PHP offers two different function groups for regular expressions. The ereg functions expect a POSIX-style pattern syntax, while preg functions use a perl-compatible syntax.
Not only does Drupal mostly use the latter, php.net actually states that the latter is faster and it seems that ereg may be removed entirely in PHP 6. However, six places remain where core uses ereg. I don't see any problem with rewriting these expressions for preg instead, which would standardize core on a single form and may (negligibly) improve performance.
If there is a problem or a disadvantage with using preg in these places, this should probably be documented inline (currently isn't).
Here's a grep.
$ grep ereg -R includes/ modules/
includes/file.inc: $regex = '/\.(' . ereg_replace(' +', '|', preg_quote($extensions)) . ')$/i';
includes/file.inc: elseif ($depth >= $min_depth && ereg($mask, $file)) {
includes/unicode.inc: if (!$bom && ereg('^<\?xml[^>]+encoding="([^"]+)"', $data, $match)) {
includes/unicode.inc: $data = ereg_replace('^(<\?xml[^>]+encoding)="([^"]+)"', '\\1="utf-8"', $out);
modules/blogapi/blogapi.module: if (eregi('<title>([^<]*)</title>', $contents, $title)) {
modules/blogapi/blogapi.module: $contents = ereg_replace('<title>[^<]*</title>', '', $contents);
Comments
Comment #1
damien tournoud commentedOk, I'm responsible for one of them (the ereg_replace() in drupal_xml_parser_create()), it was a long time ago, while I was young and naive (oh, wait a minute, I'm still at least one of the two, goooood!).
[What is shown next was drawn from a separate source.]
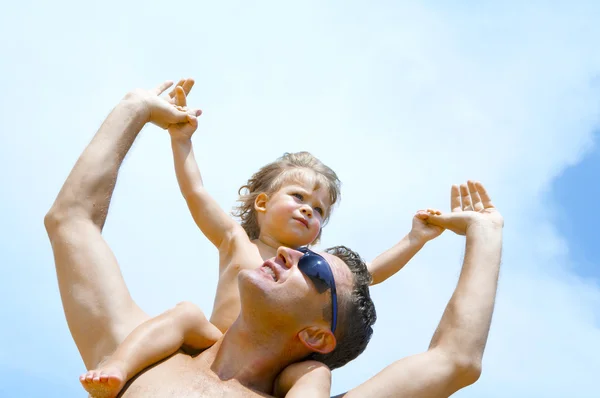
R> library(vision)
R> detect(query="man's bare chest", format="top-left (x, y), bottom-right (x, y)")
top-left (119, 354), bottom-right (272, 398)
Those can be changed without side effects (it already started in user_validate_name(), which got into D7 some weeks ago), no doubt about it. But don't forget also
split()andspliti(), which are hidden forms of ereg.Comment #2
cburschkaThanks, I forgot the functions that use posix but don't contain ereg in their names. spliti() is never used, but split() is.
I'm out of time for rolling a patch tonight, but it's trivial really. For the most part, the only required change in the pattern are the delimiters (//) and escaping slashes.
Comment #3
Anonymous (not verified) commentedSubscribing
Comment #4
cburschkaNote: file_scan_directory exposes its regular expression handling to contrib, so changing the function is an API change. So two things:
1.) That part cannot be ported to 6.x, unless we can somehow convert patterns from posix to perl on the fly (which is probably not worth it).
2.) Core uses file_scan_directory in a lot of places, making that part non-trivial (and I'm still short on time). This patch fixes only the 8 trivial lines.
Comment #5
catchThis is a duplicate of http://drupal.org/node/64967.
I'll bump the other issue.